As we’ve discussed in previous articles, addictions are formed when the addict becomes hooked on a substance or behavior that raises their level of the dopamine—the pleasure chemical—in their brain. It’s these high levels of dopamine releases that cause addicts to become hooked.
Going cold turkey or snatching these practices and behaviors away seldom works. Not only can it leave you frustrated, but it can also cause ‘reverse effects.’ Effects such as severe depression, anxiety, distress, and other symptoms.
So what are some great solutions? Apps such as Brainbuddy are excellent tools created to help people actually overcome addictions. While it’s designed for porn and masturbation addicts, it provides great resources and tips regarding addictions in general. One such resource is their daily “healthy dopamine release” section.
Here they suggest that instead of porn, you should take a walk. Try yoga. Call a friend. Go somewhere new. Watch a movie. The same holds true for any other addiction. Obviously, if your addiction is to movies, you’ll want to avoid movies. Or if your addiction is food, a bowl of ice cream might not be the wisest idea, while for someone else, it might be helpful.
Principle 3: Find the right tools for you.
The point is, be smart about it. Look for healthy ways to raise your dopamine. Consider downloading the Brainbuddy app or searching the web for similar lists of healthy ways to increase your happiness without becoming enslaved to something.
Principle 4: Don’t create a vacuum.
Instead, build a bridge. Find a way to replace your addiction with an empowering behavior, habit, or activity.
It won’t be easy. It won’t be quick. But if you keep at it — eventually, it’ll unstick.
Regardless of how bad you think your addiction has become, know that it’s entirely possible to break even the most ingrained of addictions. Remember how, in the first article in this series, we discussed the formation of habits? How we form new neural pathways in our brains when we form habits? So that we can reach the same point as easily and efficiently as possible? The bad news is that forming an addiction actually physically changes your brain. You’re now literally wired to need this behavior.

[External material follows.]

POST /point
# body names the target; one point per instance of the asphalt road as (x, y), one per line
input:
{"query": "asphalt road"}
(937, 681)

But that’s also the good news. If your brain can be rewired, it can be rewired again. The process of rewiring our brain is called “neuroplasticity,” and it’s one of the most incredible things our minds can do. We have the ability to literally reform pathways to create new pathways. New pathways that can create new habits, new behaviors, new ways of thinking. It, however, takes time and hard work.
Rewire Your Brain
The website What is Neuroplasticity explains that it was once believed that we only had until about age 20 to form new pathways. After that, we were stuck in whatever habits and choices we had developed. This, however, is no longer the case.

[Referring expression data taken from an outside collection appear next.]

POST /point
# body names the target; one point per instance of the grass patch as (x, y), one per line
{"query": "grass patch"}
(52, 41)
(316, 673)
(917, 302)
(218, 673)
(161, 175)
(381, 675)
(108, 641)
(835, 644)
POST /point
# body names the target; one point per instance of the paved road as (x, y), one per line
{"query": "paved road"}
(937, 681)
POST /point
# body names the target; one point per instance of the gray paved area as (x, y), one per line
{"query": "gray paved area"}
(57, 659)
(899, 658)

“New studies have shown through the use of PET, and MRI brain scanning technology, new neural cells are generated throughout life as well as new neural pathways.”
Principle 5: Don’t lose hope.
You’re not set in your ways. You can work to build new pathways; new habits. You can surround yourself with people who want the best for you and aren’t afraid to tell you, “You have a problem,” or “No, don’t do that.” You can seek out healthier means of raising your dopamine levels so that you feel happy and content. It’s not easy, but it is possible.

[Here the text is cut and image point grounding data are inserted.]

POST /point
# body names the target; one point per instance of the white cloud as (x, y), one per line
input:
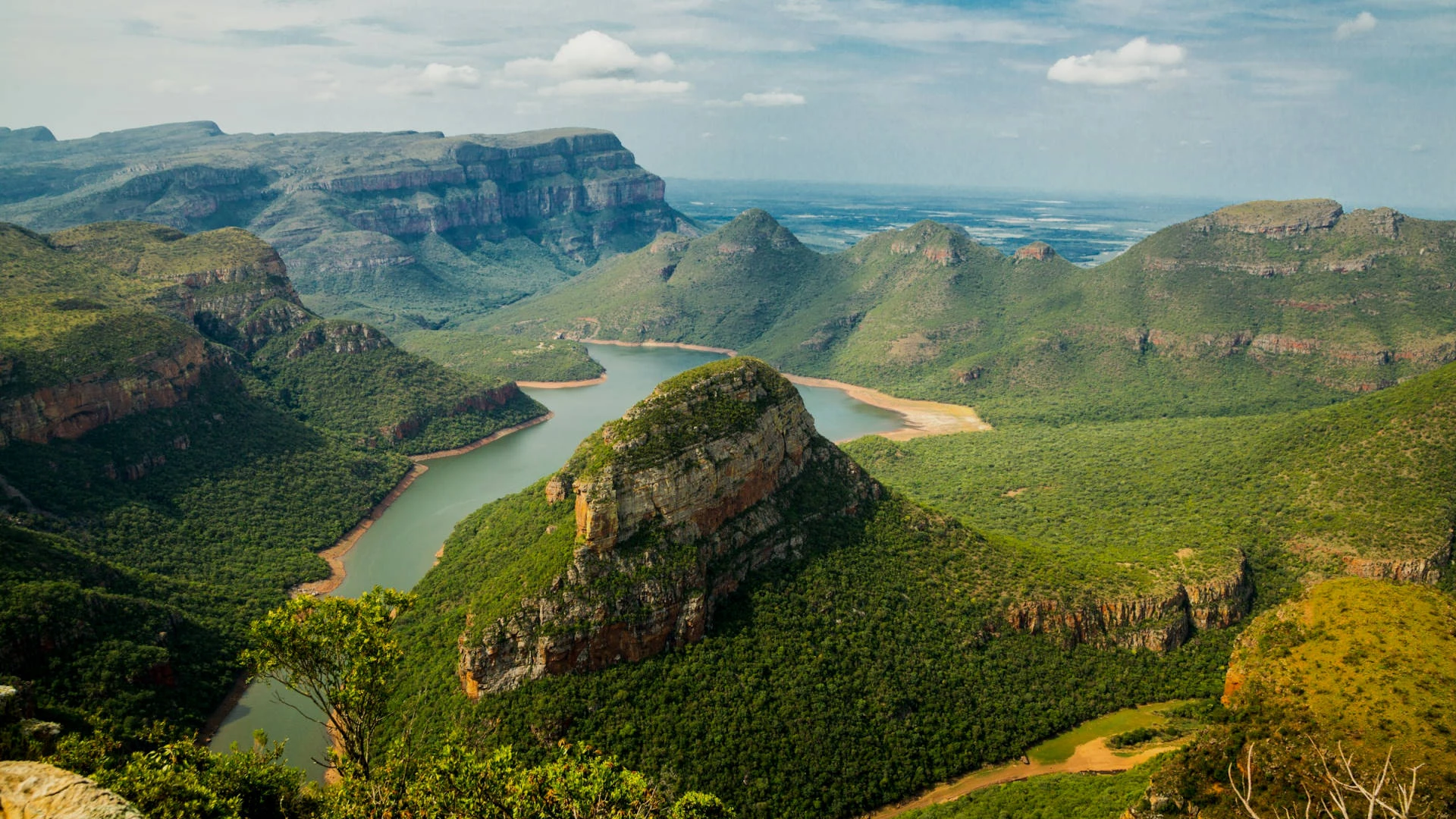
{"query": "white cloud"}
(436, 76)
(615, 86)
(1138, 61)
(172, 86)
(1363, 22)
(590, 55)
(774, 99)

Let today be the day that you make your life better.
We’ve talked about forming addictions and breaking them. The importance of recognizing and admitting addictions. Discussed why we turn to them. We’ve also looked at substance abuse with alcohol and drug addiction, sexual addictions, food addiction, and entertainment addictions. And finally, we’ve examined the root problems and the basic solutions.
In short, we’ve learned that at the end of the day, addictions are attempts to fill something we’re missing with something that’s unhealthy. They thrive in isolation; living for ourselves, by ourselves, trapped in ourselves. They die when we step into the light, invite others in, and seek out better lifestyle choices.
In the end, it’s about what you feed it. Are you going to feed and fuel your addiction, or are you going to starve it and feed your goals and dreams?